States warn Trump against big changes in sage grouse plan
FORT COLLINS, Colo. – Two Western governors last week warned the Trump administration against making big changes in a plan to protect a ground-dwelling bird across the West, saying it would send a message to states not to bother working together to save other imperiled species.
Colorado Democrat John Hickenlooper and Wyoming Republican Matt Mead said a 2015 conservation plan designed to save the greater sage grouse was the product of long negotiation among state and federal governments, conservation groups, industry and agriculture.
“If we go down a different road now with the sage grouse, what it says is, when you try to address other endangered species problems in this country, don’t have a collaborative process, don’t work together, because it’s going to be changed,” Mead said. “To me, that would be a very unfortunate circumstance.”
Hickenlooper said, “We are both very concerned that the new administration is going to take away all the guide rails that allowed this collaboration to exist.”
They appeared together at an energy conference at Colorado State University.
Not all Western governors support the 2015 plan. Idaho Republican C. L. “Butch” Otter filed a lawsuit shortly after the plan was released, contending the Obama administration illegally imposed federal land-use restrictions. A federal judge dismissed the lawsuit in January, but Otter has appealed.
The 2015 plan is designed to protect the bird without putting it on the Endangered Species List, an outcome that most states try to avoid because it usually brings strict restrictions on oil and gas drilling, mining, agriculture and other activities to protect habitat.
But Interior Secretary Ryan Zinke said in June his department would consider changing the plan to give states more flexibility to allow mining, logging and other economic development. Environmentalists have said the planned revision was just a back-door attempt to open up more land to mining and drilling.

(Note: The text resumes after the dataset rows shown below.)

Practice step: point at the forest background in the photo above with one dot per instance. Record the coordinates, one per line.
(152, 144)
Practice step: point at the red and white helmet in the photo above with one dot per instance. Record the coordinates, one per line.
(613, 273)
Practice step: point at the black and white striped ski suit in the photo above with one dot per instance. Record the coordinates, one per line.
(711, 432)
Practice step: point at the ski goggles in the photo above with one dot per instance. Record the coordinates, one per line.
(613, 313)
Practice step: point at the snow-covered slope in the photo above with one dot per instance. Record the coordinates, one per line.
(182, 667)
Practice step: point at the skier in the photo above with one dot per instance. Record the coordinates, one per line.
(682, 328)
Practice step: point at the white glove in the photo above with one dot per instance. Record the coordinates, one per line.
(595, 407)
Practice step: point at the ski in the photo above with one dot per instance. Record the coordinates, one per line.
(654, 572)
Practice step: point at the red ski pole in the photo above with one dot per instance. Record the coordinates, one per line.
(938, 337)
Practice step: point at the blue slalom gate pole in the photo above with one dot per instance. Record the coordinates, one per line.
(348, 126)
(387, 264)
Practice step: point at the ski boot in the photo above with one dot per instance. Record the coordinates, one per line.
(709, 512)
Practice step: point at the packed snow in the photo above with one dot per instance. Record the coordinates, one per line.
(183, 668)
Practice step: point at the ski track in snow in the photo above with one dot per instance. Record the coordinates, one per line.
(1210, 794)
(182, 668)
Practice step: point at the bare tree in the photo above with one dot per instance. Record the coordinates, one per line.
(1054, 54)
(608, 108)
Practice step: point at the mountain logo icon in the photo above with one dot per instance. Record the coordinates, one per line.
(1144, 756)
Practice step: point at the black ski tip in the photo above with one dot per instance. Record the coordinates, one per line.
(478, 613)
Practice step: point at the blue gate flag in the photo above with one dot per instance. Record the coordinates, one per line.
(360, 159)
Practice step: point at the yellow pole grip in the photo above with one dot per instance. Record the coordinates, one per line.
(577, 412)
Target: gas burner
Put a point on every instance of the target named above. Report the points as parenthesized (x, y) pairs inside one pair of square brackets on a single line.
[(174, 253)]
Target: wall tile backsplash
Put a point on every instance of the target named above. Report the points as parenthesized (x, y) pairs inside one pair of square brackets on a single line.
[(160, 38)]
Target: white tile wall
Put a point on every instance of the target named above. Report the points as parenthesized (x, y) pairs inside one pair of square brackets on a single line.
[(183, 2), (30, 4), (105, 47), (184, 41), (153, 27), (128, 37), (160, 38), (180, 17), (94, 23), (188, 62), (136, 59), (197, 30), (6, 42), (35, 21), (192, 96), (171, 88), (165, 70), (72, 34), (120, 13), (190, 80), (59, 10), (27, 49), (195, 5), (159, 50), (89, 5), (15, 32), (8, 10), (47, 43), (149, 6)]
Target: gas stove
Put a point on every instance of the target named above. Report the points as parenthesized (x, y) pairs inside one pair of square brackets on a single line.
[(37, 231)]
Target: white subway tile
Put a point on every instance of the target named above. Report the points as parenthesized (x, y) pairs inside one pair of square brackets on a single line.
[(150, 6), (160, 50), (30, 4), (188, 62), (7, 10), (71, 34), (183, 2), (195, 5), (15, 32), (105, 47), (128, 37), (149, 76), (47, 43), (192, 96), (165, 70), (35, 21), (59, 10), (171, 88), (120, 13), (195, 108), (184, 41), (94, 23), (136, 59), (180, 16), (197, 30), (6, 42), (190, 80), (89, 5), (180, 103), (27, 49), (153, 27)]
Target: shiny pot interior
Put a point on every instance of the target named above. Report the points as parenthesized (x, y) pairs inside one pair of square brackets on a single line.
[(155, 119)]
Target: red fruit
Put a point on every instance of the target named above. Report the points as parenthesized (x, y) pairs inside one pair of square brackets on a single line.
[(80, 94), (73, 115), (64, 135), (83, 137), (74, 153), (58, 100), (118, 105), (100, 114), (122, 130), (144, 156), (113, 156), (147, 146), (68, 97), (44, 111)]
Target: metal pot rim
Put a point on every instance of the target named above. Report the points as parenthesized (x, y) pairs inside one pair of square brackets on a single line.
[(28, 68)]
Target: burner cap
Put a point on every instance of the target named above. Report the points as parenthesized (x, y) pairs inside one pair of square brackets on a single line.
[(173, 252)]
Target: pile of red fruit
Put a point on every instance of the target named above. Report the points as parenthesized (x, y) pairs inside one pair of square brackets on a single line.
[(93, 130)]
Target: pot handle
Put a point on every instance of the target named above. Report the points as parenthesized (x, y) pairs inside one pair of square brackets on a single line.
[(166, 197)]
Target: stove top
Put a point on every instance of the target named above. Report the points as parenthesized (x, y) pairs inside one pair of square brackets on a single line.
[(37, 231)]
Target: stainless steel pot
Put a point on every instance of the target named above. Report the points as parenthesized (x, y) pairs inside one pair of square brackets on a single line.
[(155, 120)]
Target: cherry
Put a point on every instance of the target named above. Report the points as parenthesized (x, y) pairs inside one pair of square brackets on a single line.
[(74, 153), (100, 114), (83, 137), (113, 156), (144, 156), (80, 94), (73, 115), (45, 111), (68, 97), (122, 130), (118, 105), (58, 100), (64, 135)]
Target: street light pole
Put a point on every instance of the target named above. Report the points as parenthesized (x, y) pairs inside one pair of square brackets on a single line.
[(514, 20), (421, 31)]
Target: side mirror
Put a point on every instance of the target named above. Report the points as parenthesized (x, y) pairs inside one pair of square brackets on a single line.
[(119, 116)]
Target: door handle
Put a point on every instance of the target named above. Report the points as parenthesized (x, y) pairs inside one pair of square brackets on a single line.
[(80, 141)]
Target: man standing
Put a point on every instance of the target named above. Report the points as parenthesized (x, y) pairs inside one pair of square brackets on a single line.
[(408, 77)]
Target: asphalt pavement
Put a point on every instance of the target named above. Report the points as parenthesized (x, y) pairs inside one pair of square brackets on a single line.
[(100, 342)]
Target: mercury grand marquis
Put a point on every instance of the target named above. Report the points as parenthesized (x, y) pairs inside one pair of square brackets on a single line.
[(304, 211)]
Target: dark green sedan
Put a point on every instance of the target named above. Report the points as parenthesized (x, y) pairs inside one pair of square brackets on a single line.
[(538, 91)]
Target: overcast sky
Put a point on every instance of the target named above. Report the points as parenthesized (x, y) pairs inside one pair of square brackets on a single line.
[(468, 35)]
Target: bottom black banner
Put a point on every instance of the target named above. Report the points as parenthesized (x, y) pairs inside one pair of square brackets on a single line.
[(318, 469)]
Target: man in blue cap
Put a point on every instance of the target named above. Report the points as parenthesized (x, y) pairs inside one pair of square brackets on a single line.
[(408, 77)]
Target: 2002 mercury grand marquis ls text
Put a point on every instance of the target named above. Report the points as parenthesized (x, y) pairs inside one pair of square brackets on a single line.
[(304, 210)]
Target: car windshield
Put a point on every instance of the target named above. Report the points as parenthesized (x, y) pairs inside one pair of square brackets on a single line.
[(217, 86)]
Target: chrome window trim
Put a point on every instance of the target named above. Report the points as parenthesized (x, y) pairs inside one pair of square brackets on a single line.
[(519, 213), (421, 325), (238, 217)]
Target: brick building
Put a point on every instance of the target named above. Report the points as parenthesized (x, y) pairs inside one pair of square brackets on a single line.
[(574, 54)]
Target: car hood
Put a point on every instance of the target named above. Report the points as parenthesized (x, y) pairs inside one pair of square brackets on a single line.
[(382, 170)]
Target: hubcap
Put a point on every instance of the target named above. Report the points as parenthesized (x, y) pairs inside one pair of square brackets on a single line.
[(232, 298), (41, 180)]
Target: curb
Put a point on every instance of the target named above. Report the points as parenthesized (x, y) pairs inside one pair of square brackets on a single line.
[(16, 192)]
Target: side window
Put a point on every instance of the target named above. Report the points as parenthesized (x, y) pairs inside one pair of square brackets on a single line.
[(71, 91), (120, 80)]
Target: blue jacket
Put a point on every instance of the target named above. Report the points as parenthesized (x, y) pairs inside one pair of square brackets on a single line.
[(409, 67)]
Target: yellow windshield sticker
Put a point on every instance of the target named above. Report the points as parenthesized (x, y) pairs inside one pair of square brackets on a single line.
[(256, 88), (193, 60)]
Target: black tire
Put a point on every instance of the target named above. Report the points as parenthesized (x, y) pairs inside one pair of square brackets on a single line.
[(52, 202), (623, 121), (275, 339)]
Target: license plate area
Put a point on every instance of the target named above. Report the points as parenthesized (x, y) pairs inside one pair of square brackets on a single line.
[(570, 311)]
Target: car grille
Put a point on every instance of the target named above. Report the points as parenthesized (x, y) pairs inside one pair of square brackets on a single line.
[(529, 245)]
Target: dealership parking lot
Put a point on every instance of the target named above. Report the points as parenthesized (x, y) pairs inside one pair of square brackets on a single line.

Millions of sage grouse once lived across the U.S. West, but development, disease, livestock grazing and an invasive grass that encourages wildfires has reduced its number to fewer than 500,000.
The 2015 plan covers 11 states and had the approval of the Obama administration. It took years to negotiate and was hailed as a model for saving a species through cooperation, rather than the hammer of the Endangered Species Act.
The Interior Department has not released the full details of its planned revisions, but the agency announced in early October it would withdraw protections for about 15,600 square miles (40,000 square kilometers) of sage grouse habitat on federal lands to allow energy development.
Despite Mead’s support for the 2015 plan, Interior Department spokeswoman Heather Swift said the department has been in contact with Wyoming officials “and many, many others who took serious issue with the Obama-era plans.”
“We look forward to continuing to work with the governor on this and many other issues,” Swift said in an email to The Associated Press.
Mead said protecting endangered species has become a serious problem, citing figures that show less than 2 percent of the species protected under the act since it was passed in 1973 have recovered enough to be removed from the list.
“Now, if you care about species, or you care about energy production or you care about commerce, we’ve got to do better than that, and a collaborative process that brings in Western states on endangered species, in my mind, is the best way to go,” he said.